“Bottom line: Mitt Romney has not paid all the taxes required under law.”
~Victor Fleischer — Professor of Law at the University of Colorado
There is a slow drip, drip, drip of information that is coming out of the leak of 950 documents from various offshore tax shelters that Gawker exposed; you can find all of those files and information on that document dump HERE.
Victor Fleischer — Professor of Law at the University of Colorado points out that Romney would have had to be the one to sign off and approve these deals that were created to avoid paying $220 million in taxes for Romney and his Bain partners. As the professor points out – the “fee conversion” used to manipulate the tax code was set up at the time of the fund’s formation in 2000 and since Romney was the CEO, chairman and lone shareholder at the time … he could have been the only one to sign off on these deals legally. By now – we know that despite Romney’s claims that he left Bain Capital retroactively in 1999 …. he actually left in 2002. Professor Fleischer writes HERE:
Bottom line: Mitt Romney has not paid all the taxes required under law.
(UPDATE: Yes, Romney left Bain in 1999 or 2002. But as part of his severance agreement, he continues to receive interests in these funds, which he has reported on his financial disclosures.
Romney here is not like a passive mutual fund investor. He helped engineer the funds in the first place. For at least some of the funds, the fee conversion was set in place at the time of the fund’s formation — in the case of Fund VII, when Romney was the sole shareholder of the management company that actually waived the fees (2000). It seems reasonable to infer that fee conversions were in place for earlier vintages of Bain Capital funds as well. I haven’t yet reviewed all of the Gawker documents, but we are talking hundreds of millions of dollars in tax liability on these funds — one hundred million in Fund IX alone (20% of the $500 million converted), another $70 million in fund X. It is unthinkable that in the 1990s through 2002, when Romney was putting together funds, that he was unaware of the fee conversion strategy, or that he was unaware that he continued to benefit from it today.
If you read through Professor Fleischer’s – you’ll see that these deals were structured simply to avoid Bain Partners paying the regular income tax rate and instead paying the capital gains tax rate through a tax loophole that Bain Capital lobbied for in the 90′s called “carried interest”. The carried interest loophole allows guys like Romney (and George Soros) the ability to pay taxes at 15% minus deductions as opposed to 35% minus deductions which is why Romney will not share his taxes. I have a few thoughts on this.

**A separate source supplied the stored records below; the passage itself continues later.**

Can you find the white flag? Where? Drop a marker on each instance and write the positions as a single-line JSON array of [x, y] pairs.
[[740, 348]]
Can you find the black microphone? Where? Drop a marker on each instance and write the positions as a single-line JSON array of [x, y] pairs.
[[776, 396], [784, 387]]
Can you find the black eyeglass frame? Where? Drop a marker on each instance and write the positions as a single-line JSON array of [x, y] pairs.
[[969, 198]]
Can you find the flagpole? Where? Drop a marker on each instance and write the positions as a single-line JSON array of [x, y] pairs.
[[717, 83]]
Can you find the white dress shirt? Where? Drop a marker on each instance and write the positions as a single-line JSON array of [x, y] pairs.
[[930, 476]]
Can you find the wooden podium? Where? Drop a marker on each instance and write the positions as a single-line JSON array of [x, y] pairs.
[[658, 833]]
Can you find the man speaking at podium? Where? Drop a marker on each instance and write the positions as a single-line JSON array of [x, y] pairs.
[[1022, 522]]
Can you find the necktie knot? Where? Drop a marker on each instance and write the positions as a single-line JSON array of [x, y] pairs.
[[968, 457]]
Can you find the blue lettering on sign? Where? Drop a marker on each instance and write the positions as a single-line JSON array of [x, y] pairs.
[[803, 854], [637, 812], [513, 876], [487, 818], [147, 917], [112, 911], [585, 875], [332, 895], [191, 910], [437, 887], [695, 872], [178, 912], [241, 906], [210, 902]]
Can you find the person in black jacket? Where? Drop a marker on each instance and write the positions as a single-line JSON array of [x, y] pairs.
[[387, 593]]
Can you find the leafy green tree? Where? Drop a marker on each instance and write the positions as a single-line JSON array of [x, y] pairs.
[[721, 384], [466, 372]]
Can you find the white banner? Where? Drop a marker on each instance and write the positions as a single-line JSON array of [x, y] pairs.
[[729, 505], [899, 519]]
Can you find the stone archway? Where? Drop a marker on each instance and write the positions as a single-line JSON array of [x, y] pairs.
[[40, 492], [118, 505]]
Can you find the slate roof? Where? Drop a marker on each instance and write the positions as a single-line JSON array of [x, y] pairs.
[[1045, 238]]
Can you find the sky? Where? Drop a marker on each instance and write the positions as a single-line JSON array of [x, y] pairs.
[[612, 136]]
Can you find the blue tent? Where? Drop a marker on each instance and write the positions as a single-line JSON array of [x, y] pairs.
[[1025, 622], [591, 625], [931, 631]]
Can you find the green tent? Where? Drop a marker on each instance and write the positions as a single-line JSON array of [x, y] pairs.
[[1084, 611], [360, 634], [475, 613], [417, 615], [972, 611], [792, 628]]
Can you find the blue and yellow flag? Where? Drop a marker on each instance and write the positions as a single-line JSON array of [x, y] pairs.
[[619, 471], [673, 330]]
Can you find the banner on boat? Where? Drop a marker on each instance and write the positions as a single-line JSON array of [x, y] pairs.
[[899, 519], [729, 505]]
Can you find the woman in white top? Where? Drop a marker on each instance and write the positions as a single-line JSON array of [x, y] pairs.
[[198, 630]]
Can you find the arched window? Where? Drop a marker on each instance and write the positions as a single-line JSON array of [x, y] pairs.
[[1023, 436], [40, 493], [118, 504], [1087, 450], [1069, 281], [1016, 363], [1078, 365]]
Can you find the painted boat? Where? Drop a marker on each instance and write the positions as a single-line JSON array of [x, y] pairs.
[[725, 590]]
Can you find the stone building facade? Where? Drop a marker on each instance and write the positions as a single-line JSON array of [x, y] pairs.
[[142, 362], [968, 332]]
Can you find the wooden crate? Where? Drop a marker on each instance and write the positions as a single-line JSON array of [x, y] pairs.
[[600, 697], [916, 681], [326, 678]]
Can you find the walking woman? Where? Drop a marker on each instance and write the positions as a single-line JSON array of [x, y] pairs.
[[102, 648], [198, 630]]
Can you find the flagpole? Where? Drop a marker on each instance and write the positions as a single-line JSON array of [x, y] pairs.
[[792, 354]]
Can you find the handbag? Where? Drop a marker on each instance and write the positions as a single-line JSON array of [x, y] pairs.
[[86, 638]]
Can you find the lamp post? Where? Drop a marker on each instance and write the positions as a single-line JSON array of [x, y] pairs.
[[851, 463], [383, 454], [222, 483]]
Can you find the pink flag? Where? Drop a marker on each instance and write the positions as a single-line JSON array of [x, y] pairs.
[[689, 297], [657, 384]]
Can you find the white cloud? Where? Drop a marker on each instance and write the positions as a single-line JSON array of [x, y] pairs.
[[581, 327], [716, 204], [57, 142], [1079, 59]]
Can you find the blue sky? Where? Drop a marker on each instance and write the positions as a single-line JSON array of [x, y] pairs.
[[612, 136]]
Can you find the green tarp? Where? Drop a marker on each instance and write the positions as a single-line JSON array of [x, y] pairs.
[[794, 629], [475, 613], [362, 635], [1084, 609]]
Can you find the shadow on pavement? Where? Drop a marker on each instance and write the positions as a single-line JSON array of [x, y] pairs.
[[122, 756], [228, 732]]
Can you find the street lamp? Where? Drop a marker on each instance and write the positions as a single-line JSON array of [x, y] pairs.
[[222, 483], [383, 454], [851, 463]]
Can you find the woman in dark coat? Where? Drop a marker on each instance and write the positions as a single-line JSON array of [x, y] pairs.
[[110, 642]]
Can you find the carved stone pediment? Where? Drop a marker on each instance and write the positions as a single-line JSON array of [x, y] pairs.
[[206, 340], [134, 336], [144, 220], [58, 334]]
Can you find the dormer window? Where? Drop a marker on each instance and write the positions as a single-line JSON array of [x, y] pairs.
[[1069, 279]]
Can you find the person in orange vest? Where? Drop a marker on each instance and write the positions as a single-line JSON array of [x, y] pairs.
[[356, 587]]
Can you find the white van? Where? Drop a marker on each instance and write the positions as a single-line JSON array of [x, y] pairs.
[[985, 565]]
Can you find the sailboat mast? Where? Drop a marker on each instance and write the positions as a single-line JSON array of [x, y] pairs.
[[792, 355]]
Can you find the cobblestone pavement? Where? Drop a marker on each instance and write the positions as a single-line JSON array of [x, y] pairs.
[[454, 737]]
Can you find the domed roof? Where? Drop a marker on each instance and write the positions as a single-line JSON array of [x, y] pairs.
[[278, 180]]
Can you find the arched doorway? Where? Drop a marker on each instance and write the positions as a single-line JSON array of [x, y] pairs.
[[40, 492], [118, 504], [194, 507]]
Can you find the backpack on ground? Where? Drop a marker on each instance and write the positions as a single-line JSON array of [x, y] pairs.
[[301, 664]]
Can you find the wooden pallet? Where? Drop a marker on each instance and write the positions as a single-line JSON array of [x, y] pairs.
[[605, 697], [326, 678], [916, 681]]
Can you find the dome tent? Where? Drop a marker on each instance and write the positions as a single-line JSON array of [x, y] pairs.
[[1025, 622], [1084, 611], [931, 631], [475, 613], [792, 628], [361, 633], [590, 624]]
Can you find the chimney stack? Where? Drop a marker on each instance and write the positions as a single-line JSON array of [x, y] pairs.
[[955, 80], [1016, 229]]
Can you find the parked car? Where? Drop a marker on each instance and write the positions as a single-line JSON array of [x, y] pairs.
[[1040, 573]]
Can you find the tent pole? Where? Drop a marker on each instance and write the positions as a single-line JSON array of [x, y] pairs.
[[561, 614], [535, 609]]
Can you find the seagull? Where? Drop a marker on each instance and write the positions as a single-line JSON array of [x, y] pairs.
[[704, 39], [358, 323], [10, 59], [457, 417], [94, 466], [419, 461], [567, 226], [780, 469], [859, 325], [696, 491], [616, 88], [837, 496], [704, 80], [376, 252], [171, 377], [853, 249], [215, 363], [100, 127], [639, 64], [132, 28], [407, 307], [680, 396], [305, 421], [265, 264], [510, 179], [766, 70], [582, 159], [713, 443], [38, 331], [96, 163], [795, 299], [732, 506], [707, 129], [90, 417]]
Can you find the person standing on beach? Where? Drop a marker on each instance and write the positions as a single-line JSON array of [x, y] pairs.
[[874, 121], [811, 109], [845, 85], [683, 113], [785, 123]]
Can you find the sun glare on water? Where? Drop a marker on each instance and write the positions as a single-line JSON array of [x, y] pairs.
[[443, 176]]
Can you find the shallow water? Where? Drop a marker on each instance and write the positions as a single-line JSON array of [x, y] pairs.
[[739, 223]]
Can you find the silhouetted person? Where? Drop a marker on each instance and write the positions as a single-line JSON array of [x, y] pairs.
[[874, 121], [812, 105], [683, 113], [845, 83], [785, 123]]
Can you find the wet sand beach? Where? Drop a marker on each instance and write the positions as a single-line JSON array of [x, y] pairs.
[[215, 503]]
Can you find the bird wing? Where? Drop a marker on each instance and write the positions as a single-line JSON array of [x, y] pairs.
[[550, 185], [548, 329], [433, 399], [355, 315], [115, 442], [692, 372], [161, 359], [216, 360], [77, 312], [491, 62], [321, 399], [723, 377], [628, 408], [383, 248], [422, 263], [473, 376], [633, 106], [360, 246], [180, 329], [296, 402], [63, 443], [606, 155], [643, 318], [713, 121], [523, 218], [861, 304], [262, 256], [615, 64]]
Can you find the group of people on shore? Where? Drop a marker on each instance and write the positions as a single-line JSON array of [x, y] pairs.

#1 – Romney will NOT say whether or not he’ll eliminate the carried interest loophole that only benefits the rich. (source)
#2 – Romney has personally avoiding paying taxes due to the carried interest rule; I wouldn’t be surprised if he saved almost $100 million from it himself. That’s money that the middle class has to pay because he won’t pay his share.
#3 – Romney STILL wants to cut taxes for the rich.
#4 – This is why you’ll never see Romney’s tax returns; he claims he never paid lower than 13% but if he knows he’s not sharing his tax returns … he can tell you anything he’d like. I do not believe his story. I wouldn’t be surprised if he paid 5% on his taxes due to what many tax experts say is available to the rich and since Romney has shown thus far that he’s willing to break tax law through aggressive tax avoidance schemes in order to lessen his tax bill to the lowest amount possible.
#5 – What Romney has done appears to be against the law. I have resisted this language up till now but now I am convinced that the tax schemes he engineered at Bain were unlawful and thus – he did not pay his full amount of taxes. We sent Capone to jail for tax evasion … this guy just wants to be President.
#6 – It is precisely all of these reasons that offshore tax shelters were used instead of conducting business transparently in the United States.
In addition to those findings – here is what has been found thus far:
Gawker found deals that were part of Romney’s retirement package that were created in 2002 despite Romney’s assertions that he left retroactively in 1999. This is important because of all of the things that Bain Capital did between 1999 and 2002 that were morally repugnant that Romney does not want to take responsibility for despite being the sole shareholder, CEO and Chairman of Bain at the time. He profited from all of those deals but claims he was not responsible. Yeah – ok.
The NY Times shares how Romney and his Bain partners manipulated tax law in what appears to be illegal tax avoidance schemes to avoid paying $220 million in taxes that otherwise would have gone to the U.S. Treasury. You can read about that HERE.